Woodville & Tyler County History
According to the 2000 census, Tyler County had a population of 20,871, consisted of 936 square miles with a density of 22.3 per square mile, compared to 79.54 statewide, and ranked 110 among the 254 counties in Texas.
Race | Population | County % | Statewide % |
White | 17,487 | 83.8 | 70.97 |
Black | 2,497 | 12.0 | 11.53 |
Other | 135 | 0.6 | 3.33 |
Hispanic | 742 | 3.6 | 31.99 |
Age | Population | County % | Statewide % |
>5 | 1,215 | 5.8 | 7.8 |
5-14 | 2,732 | 13.1 | 15.8 |
15-19 | 1,386 | 6.6 | 7.8 |
20-44 | 6,852 | 32.8 | 38.5 |
45-64 | 4,964 | 23.8 | 20.20 |
65+ | 3,722 | 17.8 | 9.9 |
Texas grew from 16.9m in 1990 to 20.8m in 2000 for a 22.8% increase; during this same time, Tyler County grew from 16,646 to 20,871 for a 25.4% increase. For more on Woodville, Tyler County, and Texas, see the following links:
www.census.gov/census2000/state/tx.html
www.state.tx.us for Texas in general
www.twc.state.tx.us for Texas business
www.cdr.state.tx.us for Texas labor & career info
Local Historian Wrote the Following
Tyler County is located in South East Texas, in the north-central section of the Big Thicket, and occupies a diverse and unique niche in the geological, ecological, and archaeological environs of our part of the world.

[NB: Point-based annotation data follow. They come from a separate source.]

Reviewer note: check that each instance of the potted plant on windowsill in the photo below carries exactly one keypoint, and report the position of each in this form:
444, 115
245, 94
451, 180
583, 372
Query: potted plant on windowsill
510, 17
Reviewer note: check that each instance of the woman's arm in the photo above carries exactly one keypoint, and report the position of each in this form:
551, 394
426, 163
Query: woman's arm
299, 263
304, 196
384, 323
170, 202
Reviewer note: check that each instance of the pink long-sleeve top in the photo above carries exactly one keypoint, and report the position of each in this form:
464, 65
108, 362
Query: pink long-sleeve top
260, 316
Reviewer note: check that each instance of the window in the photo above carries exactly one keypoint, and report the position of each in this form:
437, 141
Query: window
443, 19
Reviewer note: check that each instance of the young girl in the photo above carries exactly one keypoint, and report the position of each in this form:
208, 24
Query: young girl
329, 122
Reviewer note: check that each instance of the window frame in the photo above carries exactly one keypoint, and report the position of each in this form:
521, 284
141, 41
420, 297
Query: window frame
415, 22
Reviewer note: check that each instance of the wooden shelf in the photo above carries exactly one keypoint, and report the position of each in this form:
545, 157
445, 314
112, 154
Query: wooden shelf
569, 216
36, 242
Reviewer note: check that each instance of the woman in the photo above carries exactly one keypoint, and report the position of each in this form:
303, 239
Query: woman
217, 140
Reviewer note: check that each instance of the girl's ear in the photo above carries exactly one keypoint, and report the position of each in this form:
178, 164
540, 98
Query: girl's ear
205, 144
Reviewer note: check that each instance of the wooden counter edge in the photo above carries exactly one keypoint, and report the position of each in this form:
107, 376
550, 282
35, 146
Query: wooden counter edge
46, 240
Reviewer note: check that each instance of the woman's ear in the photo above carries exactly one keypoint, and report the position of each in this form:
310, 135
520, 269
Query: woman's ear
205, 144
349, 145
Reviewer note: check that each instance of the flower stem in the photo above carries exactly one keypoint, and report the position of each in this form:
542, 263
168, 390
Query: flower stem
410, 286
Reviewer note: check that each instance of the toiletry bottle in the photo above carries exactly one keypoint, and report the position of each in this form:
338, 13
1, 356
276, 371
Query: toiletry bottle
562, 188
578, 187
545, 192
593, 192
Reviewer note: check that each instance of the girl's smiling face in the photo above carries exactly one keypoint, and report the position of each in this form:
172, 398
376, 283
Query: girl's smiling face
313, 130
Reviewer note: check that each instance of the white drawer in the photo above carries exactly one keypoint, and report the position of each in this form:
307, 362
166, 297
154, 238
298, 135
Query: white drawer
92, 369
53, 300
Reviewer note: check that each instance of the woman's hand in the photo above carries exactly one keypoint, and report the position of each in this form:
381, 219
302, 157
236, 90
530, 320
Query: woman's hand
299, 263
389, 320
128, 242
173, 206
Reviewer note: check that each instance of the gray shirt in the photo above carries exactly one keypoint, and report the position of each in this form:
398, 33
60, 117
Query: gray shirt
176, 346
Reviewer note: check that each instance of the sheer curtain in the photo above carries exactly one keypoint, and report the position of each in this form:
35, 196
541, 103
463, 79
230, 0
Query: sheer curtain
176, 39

The present area has most of the seven or eight divisions of the Big Thicket with all their varied plant cultures, including huge forests of both hard and soft woods, and the industries for processing them. Between the vast timber stands are rolling hills with lush pastures filled with some of the world’s finest cattle and horses. Many fine, quiet retreats are occupied by some of the worlds finest people and several old reprobates.
The geological history of the area has been one of uplifts followed by savage erosion, subsidence, and inundation by large inland seas, some times fresh, some times salty. These warm nutrient rich waters have supported huge colonies of marine life which left behind great lime stone deposits. The subsequent eroding of the shore lines and the carrying of great quantities of silts, muds, sands, and small pieces of rock to the sea by ancient rivers left slates, sand stone, and brecciated conglomerates. Within these are multitudes of fossils of all kinds, both flora .and fauna and in places saturated with oil and gas. Some of the northern part of the area is covered with great deposits of volcanic ash which is also full of fossils.
The unconsolidated sand trapped between the layers of rock and impervious clays form tremendous aquifers feeding multitudes of springs and seeps spawning many spring branches and creeks. The Neches River on the north line of Tyler County meanders along the south side of the remnants of the Catahoula Uplift. This was the last major uplift, and it left a high range of mountains. This range was made up entirely of soft sedimentary material, most of which has eroded away, leaving behind the hills just to the north of us. This erosion deposited some thirty thousand feet of sediment in the Sabine Basin to our south. Formations that are fifteen thousand feet deep just south of Beaumont come to the surface in the north part of the County.
We have timber, oil, gas, fullers earth, and rock production. In the past there was salt production from the near by salt water seeps; the open kettle method was used.
There were a large number of Aboriginal settlements in the area from at least 14,000 years in the past, the last of which were the Alabama-Coushatta people around the 1780’s. In 1767 the Spanish under the Marques de Rubi followed a trail from Los Adaes, then the Capital of Texas, to Orcoquisac Mission at the mouth of the Trinity River: a scribe mentions that the trail was full of stumps so they were on an old road. This trail crossed the Neches at what became Belts ferry at Fort Teran and came through central Tyler County. By 1834 there were between 25-30,000 Anglos in East Texas, by a Mexican census of 1814.
The eastern part of Tyler County was a part of the Municipality of Bevil until Texas won its independence and became a part of Liberty County, which was known as the Menard District with its seat of government at Town Bluff. At the first session of the Texas Legislature after entering the Union, April 4, 1846, Tyler County was created. By degree, an election would be held to chose a site for a county seat, and three sites were named: Town Bluff, Wolf Creek Settlement, and a site in the forks of Turkey Creek. After the election, the Turkey Creek site was selected, and that became Woodville.
The county was named for U.S. President Tyler, and Woodville for George T. Wood, a Texas state senator who, with N.B. Charlton, got the bill through the Texas legislature. For a time, the county seat remained at Town Bluff. The commissioners court minutes for February 19, 1849, say that court was held at Woodville, and authorized the payment of the contractor for the construction of the Court House. In March of 1856, a new courthouse was authorized, and the old building sold. In November of 1890 another courthouse was authorized and accepted in the spring of 1892. The building was renovated to the present style in 1936.